Monday, September 29, 2014

Prayer and the charging rhino

I've made notes for half a dozen posts -- probably more.  I might even write a couple of them one day.  But this will be quick.

I saw this article the other day:  http://www.independent.com/news/2014/sep/24/pray-tell-hocus-pocus-happy-thoughts/

And so I wrote the author a fan e-mail:
__________

Dear Ms. Roshell,

First, I'm sorry that someone you loved had to go through a Year of Intolerable Shit.  I'm sorry that in the end nothing worked.  You don't need some idiot stranger to tell you how bad it is for all that to happen, but I recognize that it's really, really bad.

All that, though, is a prologue to saying, Thank you for your article "The Hocus Pocus of Happy Thoughts."  In the midst of Intolerable Shit you say something important about prayer, and you say it well.

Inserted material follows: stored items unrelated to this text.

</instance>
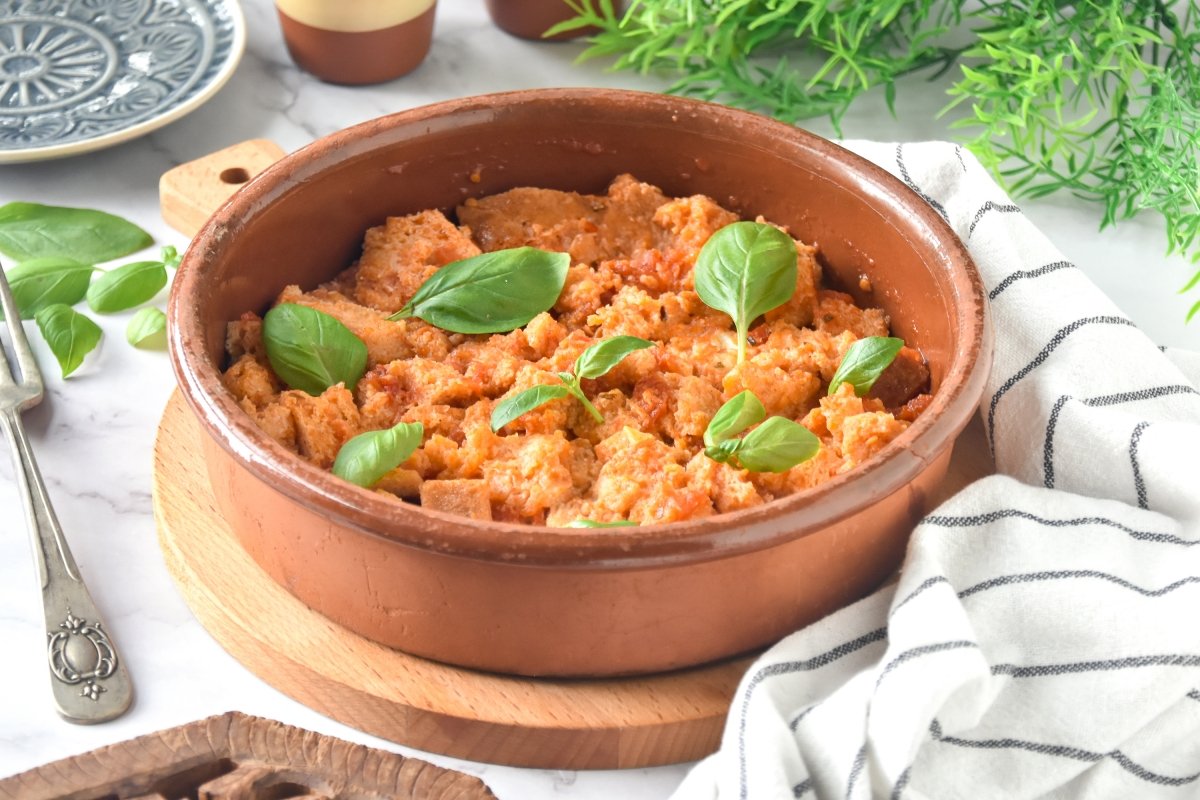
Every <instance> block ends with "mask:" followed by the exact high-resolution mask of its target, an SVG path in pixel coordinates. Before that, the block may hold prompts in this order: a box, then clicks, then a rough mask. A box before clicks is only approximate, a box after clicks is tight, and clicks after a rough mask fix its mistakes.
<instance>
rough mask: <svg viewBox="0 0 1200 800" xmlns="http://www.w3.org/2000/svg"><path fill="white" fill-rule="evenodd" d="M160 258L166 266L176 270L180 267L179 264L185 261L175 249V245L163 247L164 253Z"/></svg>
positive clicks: (183, 256) (182, 255)
mask: <svg viewBox="0 0 1200 800" xmlns="http://www.w3.org/2000/svg"><path fill="white" fill-rule="evenodd" d="M158 258H160V259H161V260H162V263H163V265H164V266H169V267H170V269H175V267H176V266H179V263H180V261H182V260H184V255H182V254H181V253H180V252H179V251H178V249H175V246H174V245H163V247H162V253H161V255H160V257H158Z"/></svg>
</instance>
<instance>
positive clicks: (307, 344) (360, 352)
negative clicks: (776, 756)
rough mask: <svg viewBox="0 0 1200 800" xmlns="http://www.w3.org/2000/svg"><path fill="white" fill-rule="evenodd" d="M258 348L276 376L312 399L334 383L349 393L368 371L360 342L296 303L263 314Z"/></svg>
mask: <svg viewBox="0 0 1200 800" xmlns="http://www.w3.org/2000/svg"><path fill="white" fill-rule="evenodd" d="M263 344H265V345H266V359H268V360H269V361H270V362H271V369H274V371H275V374H277V375H278V377H280V378H282V379H283V383H286V384H287V385H288V386H290V387H292V389H300V390H302V391H306V392H308V393H310V395H313V396H317V395H320V393H322V392H323V391H325V390H326V389H329V387H330V386H332V385H335V384H344V385H346V387H347V389H352V390H353V389H354V386H355V385H358V383H359V379H360V378H361V377H362V373H364V372H366V367H367V345H366V344H364V343H362V339H360V338H359V337H358V336H355V335H354V333H353V332H350V329H348V327H347V326H346V325H343V324H342V323H341V321H340V320H338V319H337V318H336V317H330V315H329V314H326V313H324V312H320V311H317V309H316V308H310V307H308V306H300V305H298V303H292V302H286V303H281V305H278V306H276V307H275V308H271V309H270V311H269V312H266V315H265V317H263Z"/></svg>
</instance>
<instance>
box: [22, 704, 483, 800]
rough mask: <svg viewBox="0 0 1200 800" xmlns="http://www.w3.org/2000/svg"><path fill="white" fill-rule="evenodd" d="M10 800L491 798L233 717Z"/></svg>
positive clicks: (42, 774)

Or rather, you say two different things – and that is part of what makes your article so good.  On the one hand, yes, there is the side of the discussion that involves a certain kind of … let's call it metaphysical reasoning, which gets murkier the closer you look at it for exactly the reasons you identify.  What good does prayer do?  Isn't it even a little insulting?  Or is there an angle you can choose from which it doesn't look so bad after all?  And so on …. 

It is true that a lot of ink has been spilled by a lot of people trying to answer these questions, and it's no surprise that some of those writers say interesting things of their own.  Fine, whatever – you're not trying to write a treatise or cover the literature.  That's not the point right now.  And the theoretical objections you make are sound ones that have to be answered by anybody who encourages others to pray.

What is particularly good about your article is that you also recognize the emotional side of the question which is more or less impervious to metaphysical quibbling – the side that recognizes "This may make no sense, but I'm hurting too much to care."  The side that says, finally, "I could do nothing more, and it felt like a betrayal to do anything less."  That's exactly right and perfectly said.  I can't read it without tearing up … just a bit.

There's a puzzle here.  It's important but I don't pretend to understand it.  Thank you for an article that is open to the puzzle, accepts it for what it is, and doesn't try to force it into some tidy, Procrustean solution.

I'm still really sorry that nothing worked.